Queensland Law Society warns non-first home buyers they are set to pay higher transfer fees from 31 July, after the State government cancelled the concession for transfer duties.

After this date, consumers will pay up to 30 percent more in transfer duties, equating to thousands of dollars being added to their property purchase, regardless of whether the new property is owner-occupied or is an investment purchase.

Transfer duty is a State government tax, previously called stamp duty, that is calculated on the value of the property being bought and sold.

The change to the duty was brought about due to the Queensland Building Boost program and the abolition of the ambulance levy.

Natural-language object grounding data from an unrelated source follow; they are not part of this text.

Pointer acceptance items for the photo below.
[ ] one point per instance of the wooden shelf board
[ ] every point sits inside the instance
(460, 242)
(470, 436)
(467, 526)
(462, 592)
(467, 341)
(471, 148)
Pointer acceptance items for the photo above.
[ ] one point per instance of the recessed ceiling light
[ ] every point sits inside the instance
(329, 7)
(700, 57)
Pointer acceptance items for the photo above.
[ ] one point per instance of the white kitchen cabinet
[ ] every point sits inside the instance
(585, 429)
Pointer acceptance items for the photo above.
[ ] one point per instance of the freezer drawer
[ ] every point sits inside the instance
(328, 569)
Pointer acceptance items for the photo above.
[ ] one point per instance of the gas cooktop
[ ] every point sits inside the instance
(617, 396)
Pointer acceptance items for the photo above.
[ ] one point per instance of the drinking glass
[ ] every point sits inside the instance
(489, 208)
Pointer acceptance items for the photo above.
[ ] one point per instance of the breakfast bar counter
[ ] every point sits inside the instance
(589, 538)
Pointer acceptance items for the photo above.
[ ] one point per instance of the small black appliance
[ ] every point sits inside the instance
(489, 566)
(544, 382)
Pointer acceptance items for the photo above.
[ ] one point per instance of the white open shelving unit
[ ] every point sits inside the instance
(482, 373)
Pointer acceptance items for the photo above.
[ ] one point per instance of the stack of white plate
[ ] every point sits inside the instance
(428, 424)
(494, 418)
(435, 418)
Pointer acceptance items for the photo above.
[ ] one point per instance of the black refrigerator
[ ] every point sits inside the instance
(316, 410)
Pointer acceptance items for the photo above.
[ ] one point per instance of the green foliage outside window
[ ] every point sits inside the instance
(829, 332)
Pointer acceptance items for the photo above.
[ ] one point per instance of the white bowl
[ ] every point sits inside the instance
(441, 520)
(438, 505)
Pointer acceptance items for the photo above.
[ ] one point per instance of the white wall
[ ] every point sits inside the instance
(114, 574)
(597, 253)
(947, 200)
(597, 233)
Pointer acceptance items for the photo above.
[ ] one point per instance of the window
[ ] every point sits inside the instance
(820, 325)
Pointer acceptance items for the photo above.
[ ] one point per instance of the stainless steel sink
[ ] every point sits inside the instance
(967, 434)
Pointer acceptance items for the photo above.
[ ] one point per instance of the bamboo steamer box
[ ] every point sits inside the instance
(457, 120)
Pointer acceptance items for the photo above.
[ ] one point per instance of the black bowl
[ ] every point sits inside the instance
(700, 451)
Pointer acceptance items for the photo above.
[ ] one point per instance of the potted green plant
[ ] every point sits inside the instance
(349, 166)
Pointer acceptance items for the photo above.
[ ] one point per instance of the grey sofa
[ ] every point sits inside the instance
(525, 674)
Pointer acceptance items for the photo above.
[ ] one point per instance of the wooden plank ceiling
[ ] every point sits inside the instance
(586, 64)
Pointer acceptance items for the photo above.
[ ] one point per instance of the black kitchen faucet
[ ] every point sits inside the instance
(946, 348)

The Building Boost program is designed to help the construction industry by offering those people buying a brand new home an additional $10,000. This can be in addition to the Commonwealth first home owner grant. However, the Building Boost program will have a limited life with the grant available to 31 January 2012.

Queensland Law Society CEO Noela L’Estrange said although the reform to State taxes on property transactions was great news for some, it had the potential to have severely negative consequences on others.

“We just want consumers to be fully aware of the change, as it stands to have a major impact on people’s decision to buy and possibly their ability to finance their purchase,” Ms L’Estrange said.

“For example, a property purchased for $350,000 will cost $10,075 in transfer fees after 31 July compared to $3,500 now.

“The government has done a great job promoting the benefits of the Building Boost program but we want to make sure people understand the full picture.”

Queensland Law Society advises those who are not first home buyers, to seek legal advice on how this change may affect their investment.